A highly regarded cybersecurity firm said Monday that Target Corp.’s monster security breach was anything but sophisticated or exotic.
Countering assertions by Target and the U.S. Secret Service that the hackers were highly technical, security firm McAfee Inc. said they used easily modified off-the-shelf malware and common methods to hide it.
The report said the thieves left card information unencrypted as it was transmitted out, which should have made the breach visible. “It’s all just there in black and white,” said Jim Walter, manager of McAfee’s Threat Intelligence Service. “As an attack, it is extremely unimpressive and unremarkable.”
In a quarterly threats report, McAfee points the finger directly at the nation’s No. 2 discount retailer for a major security miss. The characterization contrasts with other depictions of the attack as highly sophisticated and renews questions about why Target’s IT security team did not catch it and had to be informed by federal agencies that there was a breach.
Target declined to comment specifically on the report.
“While the investigation into this highly sophisticated crime is continuing, we remain committed to understanding the facts and making improvements,” Target spokeswoman Molly Snyder said.
Walter, chief author of the Target section of the McAfee report, emphasized that he is “not passing any sort of judgment” on Target and couldn’t discuss compliance issues.
Thieves acquired personal or payment information for as many as 110 million Target shoppers after gaining access to the retailer’s computer systems through the network credentials stolen from a heating and refrigeration vendor. The attack remains the subject of multiple investigations.
Target’s chief information officer Beth Jacob resigned last week amid an overhaul of the company’s information security operations.
If investigators conclude Target wasn’t complying with industry standards for payment card security, the company will be subject to fines. The company could also be vulnerable to legal claims that it was negligent in its handling of the information.
McAfee is a Santa Clara, Calif., based cybersecurity firm that’s now part of Intel Corp. It is not part of the official Target investigations.
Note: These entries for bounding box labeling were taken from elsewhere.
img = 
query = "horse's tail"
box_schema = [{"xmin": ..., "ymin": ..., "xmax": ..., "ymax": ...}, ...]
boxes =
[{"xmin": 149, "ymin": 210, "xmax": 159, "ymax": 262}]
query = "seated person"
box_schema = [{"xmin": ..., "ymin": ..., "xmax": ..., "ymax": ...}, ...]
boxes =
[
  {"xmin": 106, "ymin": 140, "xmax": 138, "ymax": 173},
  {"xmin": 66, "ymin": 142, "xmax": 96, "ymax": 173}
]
According to the report, it gained an understanding of the exact malware used at Target “in cooperation with various agencies.”
In early February Target CFO John Mulligan testified in a Senate committee hearing that the company has invested “hundreds of millions of dollars” in a range of technology security such as segmentation, malware detection, intruder detection and multiple layers of firewalls.
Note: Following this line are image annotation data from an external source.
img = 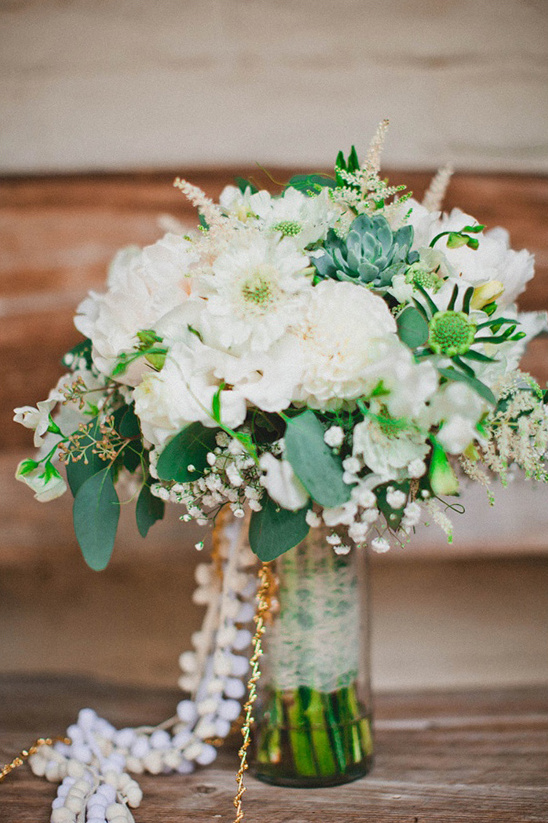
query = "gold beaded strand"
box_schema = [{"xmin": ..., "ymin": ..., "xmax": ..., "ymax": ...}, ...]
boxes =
[
  {"xmin": 234, "ymin": 563, "xmax": 272, "ymax": 823},
  {"xmin": 0, "ymin": 737, "xmax": 72, "ymax": 782}
]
“We have ongoing assessments and third parties coming in doing penetration testing of our systems, benchmarking us against others, assessing if we are in compliance with our own processes and control standards,” Mulligan told the committee.
McAfee’s report, however, paints a picture of a run-of-the-mill, Breach 101 attack.
The malware may have been customized for Target’s systems, but it was“far from ‘advanced,’ ” it said: “The BlackPOS malware family is an ‘off-the-shelf’ exploit kit for sale that can easily be modified and redistributed with little programming skill or knowledge of malware functionality.”
Thieves not sophisticated
The methods the thugs used to hide the malware on Target’s system were nothing new either, it said, calling it “standard practice” for criminals to evade the anti-malware and controls companies use for protection.
The report said the thieves encrypted neither the instructions on where to send the stolen card data nor the card information itself as it was being transmitted out of Target to a remote server, a data stream that should have been detected and caught.
Walter said in an interview that the thieves hid the malware on Target’s systems with variations of UPX and Armadillo, very common “packers” that created something like a wrapper around the malware.
The report names retailers that suffered point of sale attacks in 2013 including Neiman Marcus, Michaels Stores, hotel manager White Lodging Services Corp., Harbor Freight Tools, Easton-Bell Sports and sandwich chain ’Wichcraft.
“Probably the biggest issue in this attack is that they lacked the situational awareness to identify anomalous occurrence in their environment,” Walter said.